« C’est un programme de haute voltige, avec des morceaux qu’elle présentera à ses concours », a annoncé ému son ancien professeur Laurent Bourreau au parterre de têtes grisonnantes. Auditorium comble pour ce concert programmé par l’Université de tous les âges et du temps libre.

« Une grande fierté », a déclaré le maire Frédéric Soulier pour celle qui allait entrer en scène, « pur produit du conservatoire de Brive ». Ne manquant pas de saluer le mérite de la musicienne, acharnée au travail, et de sa famille arménienne arrivée en 2005 à Brive et qui qui fait bloc derrière elle.
En costume noir un peu trop ample pour ses 14 ans, la jeune virtuose s’est timidement avancée, a rapidement salué avant de s’assoir devant le Steinway. Quelques secondes en suspens puis ses mains se sont mises à parcourir les touches. Et la magie a instantanément opéré.

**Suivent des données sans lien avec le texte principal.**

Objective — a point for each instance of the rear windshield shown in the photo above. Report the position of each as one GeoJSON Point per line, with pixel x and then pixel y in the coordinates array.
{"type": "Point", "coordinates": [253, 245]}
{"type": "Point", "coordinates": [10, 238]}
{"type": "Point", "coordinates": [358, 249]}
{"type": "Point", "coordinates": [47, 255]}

Comme à chaque fois, l’adolescente introvertie s’est métamorphosée dans son jeu, se libérant avec la course de ses doigts sur le clavier, transportant l’auditoire dans sa passion.
Des œuvres de Bach, Prokofiev, Ravel, Liszt et évidemment Chopin dont l’étude incontournable pour le concours d’entrée au Conservatoire national supérieur de Paris. Elle l’a déjà tenté l’an dernier alors qu’elle n’avait que 13 ans. Expatriée désormais dans la capitale, plus proche de son rêve, le temps qui passe lui fait gagner aisance et maturité. Un récital de plus d’une heure, appris par cœur, et qui a ravi l’assemblée.